Several Hundred Stranded on Lombok Volcano After Earthquake
JAKARTA—Efforts were underway on July 30 to rescue several hundred trekkers stranded on Mount Rinjani on Indonesia’s Lombok Island, a day after a powerful 6.4 magnitude earthquake struck the popular tourist destination, a disaster agency official said.
Sutopo Purwo Nugroho, the disaster mitigation agency spokesman, said on Twitter late on July 29 that out of 820 people on the slopes of the volcano when the quake struck, 246 had been successfully evacuated.
Dari 820 orang pendaki Gunung Rinjani terdapat 617 pendaki dari mancanegara. Hingga 29/7/2018 pukul 13.00 WIB yang berhasil dievakuasi turun 246 orang. Sisanya menunggu evakuasi karena jalur Senaru dan Torean belum bisa dilalui. Kondisinya selamat. pic.twitter.com/qCnY3iiwar
— Sutopo Purwo Nugroho (@Sutopo_PN) July 29, 2018
He said 617 of those trekking at the time were foreigners.
Two trails were impassable following the earthquake, he said.
News portal Detik said two helicopters had been deployed to take the trekkers off the mountain and distribute food.
Agung Pramuja, an official of the West Nusa Tenggara Disaster Mitigation Agency, said the death toll from Sunday’s earthquake stood at 16.

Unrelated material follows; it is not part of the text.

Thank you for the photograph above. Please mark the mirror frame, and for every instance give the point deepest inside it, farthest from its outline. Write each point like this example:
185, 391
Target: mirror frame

“The latest information from the team in the field is that today all the families stuck on Mount Rinjani will be evacuated via the Sembalun trail,” said Asdiyanto, an official at the North Lombok Disaster Mitigation Agency.
“This is being handled by the management team from Mount Rinjani National Park,” said Asdiyanto who, like many Indonesians, uses one name.
A magnitude 6.4 earthquake is considered strong and is capable of causing severe damage.
The Lombok quake struck at 6:47 a.m. and was only 4.35 miles deep (7 km), a shallow depth that would have amplified its effect.
It was centered 50 km (31 miles) northeast of the city of Mataram, according to the U.S. Geological Survey, but it was also felt strongly to the west on the neighboring island of Bali, Indonesia’s top tourist destination.
Earthquakes are common in Indonesia, which is located on the seismically active “Ring of Fire” on the rim of the Pacific Ocean.